With an unblemished recovery rate in two months of operation, the Nelson Mandela Bay Stadium coronavirus quarantine facility is bringing hope at a time where virus infection figures continue to rise in the metro.
Doctor Siva Pillay, an adviser to the Eastern Cape health department and the Covid-19 joint operations committee in the Bay, said on Friday the stadium facility had proved to be of great value since it opened in April.
“We have had 346 Covid-19 positive patients through here since then, including people of all ages and people with comorbidities.
“Of those patients, 4% had to be admitted to hospital but none of them went on ventilators and it was not for any intensive treatment.
“The rest — 96% — was sent straight home after completing their quarantine. Overall 100% have recovered fully.”
The figures did not include the patient who slipped out of the stadium earlier in June, but besides this security lapse the figures sent out an important message, he said.
“There is a paranoia out there that goes if I test positive for the virus that means I’m going to die.
“But here at this facility we are showing that if you isolate properly and stay calm, not only will you most likely recover but, more broadly, this is the best way to flatten the curve.”
Everyone admitted to the facility was infected with the coronavirus and they were quarantined for a minimum of 14 days from the day they tested positive, he explained.
“The good news when you are discharged is that you have about 18 months’ immunity. In fact, internationally there is no recorded case of reinfection by Covid-19.”
Pillay said some people admitted at the stadium facility had initially been scared about being infected and also worried about being stigmatised.

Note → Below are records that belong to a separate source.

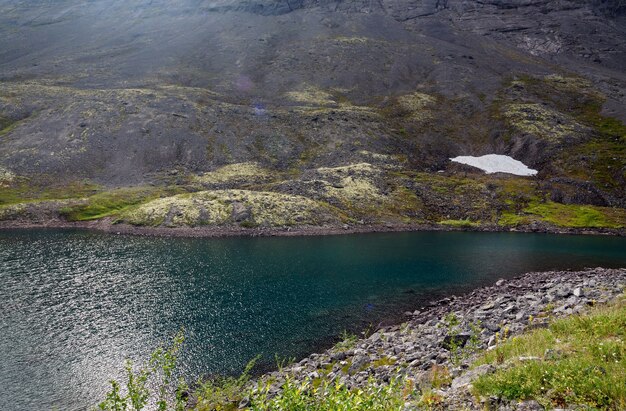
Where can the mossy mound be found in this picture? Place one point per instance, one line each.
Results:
(542, 122)
(6, 177)
(225, 207)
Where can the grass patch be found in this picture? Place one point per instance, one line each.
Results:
(348, 341)
(113, 202)
(578, 216)
(326, 395)
(460, 223)
(580, 360)
(22, 191)
(509, 219)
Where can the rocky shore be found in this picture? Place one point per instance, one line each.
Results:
(448, 334)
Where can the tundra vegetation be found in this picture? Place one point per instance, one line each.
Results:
(579, 153)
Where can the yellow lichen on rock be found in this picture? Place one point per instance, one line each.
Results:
(312, 96)
(417, 105)
(232, 173)
(9, 212)
(222, 207)
(352, 183)
(6, 177)
(541, 121)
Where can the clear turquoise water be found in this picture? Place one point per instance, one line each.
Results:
(74, 304)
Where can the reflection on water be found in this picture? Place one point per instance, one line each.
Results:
(75, 304)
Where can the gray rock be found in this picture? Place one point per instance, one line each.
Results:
(240, 212)
(466, 378)
(455, 341)
(530, 405)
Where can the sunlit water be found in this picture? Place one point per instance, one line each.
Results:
(75, 304)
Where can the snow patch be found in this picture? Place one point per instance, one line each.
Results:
(496, 163)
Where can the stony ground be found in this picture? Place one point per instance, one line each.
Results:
(352, 109)
(445, 336)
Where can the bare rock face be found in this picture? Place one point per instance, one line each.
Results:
(123, 93)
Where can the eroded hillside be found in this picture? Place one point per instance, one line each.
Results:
(308, 113)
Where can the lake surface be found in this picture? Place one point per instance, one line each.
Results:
(75, 304)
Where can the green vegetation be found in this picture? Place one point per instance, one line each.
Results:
(170, 394)
(6, 125)
(23, 191)
(460, 223)
(577, 360)
(216, 208)
(223, 393)
(578, 216)
(334, 396)
(348, 341)
(114, 202)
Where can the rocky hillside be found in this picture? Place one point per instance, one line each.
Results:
(312, 113)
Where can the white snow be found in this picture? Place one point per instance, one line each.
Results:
(496, 163)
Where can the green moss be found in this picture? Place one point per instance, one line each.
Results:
(383, 361)
(541, 121)
(578, 216)
(511, 219)
(215, 207)
(460, 223)
(235, 173)
(113, 202)
(580, 360)
(24, 191)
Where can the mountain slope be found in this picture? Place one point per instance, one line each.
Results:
(352, 108)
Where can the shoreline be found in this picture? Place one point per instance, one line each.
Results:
(106, 225)
(416, 347)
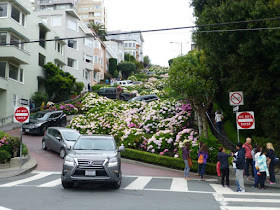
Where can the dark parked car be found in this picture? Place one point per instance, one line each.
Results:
(110, 92)
(146, 98)
(40, 121)
(60, 140)
(94, 158)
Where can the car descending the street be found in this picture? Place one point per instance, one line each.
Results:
(94, 158)
(40, 121)
(60, 140)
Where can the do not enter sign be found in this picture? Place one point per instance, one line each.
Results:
(245, 120)
(21, 114)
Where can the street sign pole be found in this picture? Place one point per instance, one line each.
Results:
(20, 150)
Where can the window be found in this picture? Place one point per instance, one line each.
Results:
(56, 20)
(72, 63)
(3, 69)
(95, 59)
(3, 37)
(72, 25)
(73, 44)
(42, 60)
(15, 14)
(21, 75)
(13, 72)
(98, 6)
(58, 47)
(97, 14)
(15, 99)
(88, 42)
(88, 59)
(3, 10)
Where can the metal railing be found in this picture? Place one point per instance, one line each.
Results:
(218, 135)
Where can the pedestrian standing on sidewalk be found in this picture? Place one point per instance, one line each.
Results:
(186, 154)
(240, 166)
(223, 158)
(199, 147)
(202, 160)
(218, 120)
(271, 162)
(248, 156)
(234, 166)
(262, 170)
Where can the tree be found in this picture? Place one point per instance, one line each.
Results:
(127, 68)
(147, 61)
(245, 61)
(59, 84)
(99, 29)
(113, 67)
(190, 78)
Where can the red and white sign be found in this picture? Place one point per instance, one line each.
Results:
(21, 114)
(245, 120)
(236, 98)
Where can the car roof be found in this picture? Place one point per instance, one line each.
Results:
(63, 129)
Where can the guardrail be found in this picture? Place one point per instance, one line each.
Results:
(219, 136)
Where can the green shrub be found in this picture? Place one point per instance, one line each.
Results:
(39, 97)
(4, 156)
(166, 161)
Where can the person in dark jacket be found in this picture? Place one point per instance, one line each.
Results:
(240, 166)
(224, 166)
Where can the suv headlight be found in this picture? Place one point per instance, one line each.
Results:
(113, 162)
(69, 161)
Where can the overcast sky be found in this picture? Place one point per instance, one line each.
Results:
(129, 15)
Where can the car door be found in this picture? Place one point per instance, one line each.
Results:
(57, 141)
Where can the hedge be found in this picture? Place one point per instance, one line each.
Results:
(170, 162)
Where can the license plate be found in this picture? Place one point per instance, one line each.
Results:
(90, 173)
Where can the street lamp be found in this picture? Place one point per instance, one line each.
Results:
(181, 45)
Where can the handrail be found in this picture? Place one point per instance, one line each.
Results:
(216, 133)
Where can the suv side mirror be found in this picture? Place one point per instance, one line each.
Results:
(121, 149)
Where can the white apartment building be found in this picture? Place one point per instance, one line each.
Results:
(92, 11)
(133, 43)
(21, 64)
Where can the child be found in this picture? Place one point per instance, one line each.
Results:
(223, 158)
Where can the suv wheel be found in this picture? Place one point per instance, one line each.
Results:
(44, 147)
(67, 185)
(62, 153)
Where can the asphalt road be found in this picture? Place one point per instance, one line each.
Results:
(143, 187)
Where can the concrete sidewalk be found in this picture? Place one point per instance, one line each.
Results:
(11, 172)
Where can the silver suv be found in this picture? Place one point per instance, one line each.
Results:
(93, 158)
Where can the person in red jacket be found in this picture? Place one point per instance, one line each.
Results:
(248, 157)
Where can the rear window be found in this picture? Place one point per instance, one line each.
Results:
(95, 144)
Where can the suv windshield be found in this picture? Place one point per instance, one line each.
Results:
(70, 135)
(95, 144)
(39, 116)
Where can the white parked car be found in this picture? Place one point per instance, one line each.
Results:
(125, 83)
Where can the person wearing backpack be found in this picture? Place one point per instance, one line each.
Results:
(240, 166)
(271, 162)
(223, 158)
(202, 160)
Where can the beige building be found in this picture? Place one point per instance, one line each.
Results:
(92, 11)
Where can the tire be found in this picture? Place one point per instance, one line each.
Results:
(44, 147)
(62, 153)
(67, 185)
(44, 129)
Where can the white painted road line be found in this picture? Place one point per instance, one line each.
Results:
(22, 181)
(220, 189)
(51, 184)
(253, 200)
(248, 208)
(179, 185)
(139, 183)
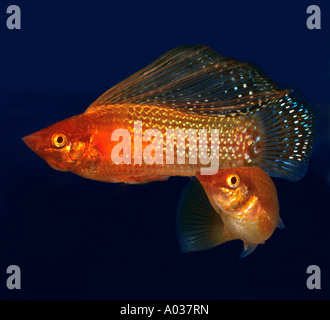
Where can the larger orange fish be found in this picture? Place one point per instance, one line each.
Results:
(130, 134)
(238, 203)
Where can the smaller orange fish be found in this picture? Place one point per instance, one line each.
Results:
(238, 203)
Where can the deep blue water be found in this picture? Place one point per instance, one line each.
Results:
(75, 238)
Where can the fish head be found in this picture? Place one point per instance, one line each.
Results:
(246, 199)
(62, 145)
(229, 189)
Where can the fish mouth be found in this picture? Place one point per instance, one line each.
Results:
(33, 141)
(36, 143)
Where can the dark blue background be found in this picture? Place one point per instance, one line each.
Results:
(76, 238)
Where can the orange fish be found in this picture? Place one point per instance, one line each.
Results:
(237, 203)
(138, 131)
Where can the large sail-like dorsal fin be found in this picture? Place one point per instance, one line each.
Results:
(196, 79)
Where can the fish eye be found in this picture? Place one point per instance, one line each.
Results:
(59, 140)
(233, 181)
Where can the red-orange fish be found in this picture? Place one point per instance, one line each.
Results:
(237, 203)
(138, 131)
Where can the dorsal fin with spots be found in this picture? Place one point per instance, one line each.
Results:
(195, 79)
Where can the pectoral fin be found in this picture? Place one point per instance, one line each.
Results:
(199, 226)
(248, 249)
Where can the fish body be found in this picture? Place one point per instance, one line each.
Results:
(238, 203)
(130, 134)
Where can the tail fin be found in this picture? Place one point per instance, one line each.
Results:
(288, 127)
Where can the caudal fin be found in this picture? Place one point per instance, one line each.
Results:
(288, 127)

“But once we reassured them, they became calm and relaxed, which is what you want. Anxiety is what is killing people by raising the heart rate and triggering floods of cytokines.”
Further towards keeping the patients in optimal good spirits, the management team was considering introducing a personal trainer who would lead them in isometric exercises on the field using the big screen, taking care not to increase heart rates, he said.
The Nelson Mandela Bay municipality, Mandela Bay Development Agency and Eastern Cape health department spent about R2,3m on establishing the stadium quarantine facility.
It was geared around the stadium suites, with two to three beds in each suite, Pillay explained. A total of 250 beds were available at present but this could be upscaled to 1,500 beds.
On Thursday, police spokesperson Colonel Priscilla Naidu said they were still searching for John Doch after he walked out of the quarantine facility on June 5.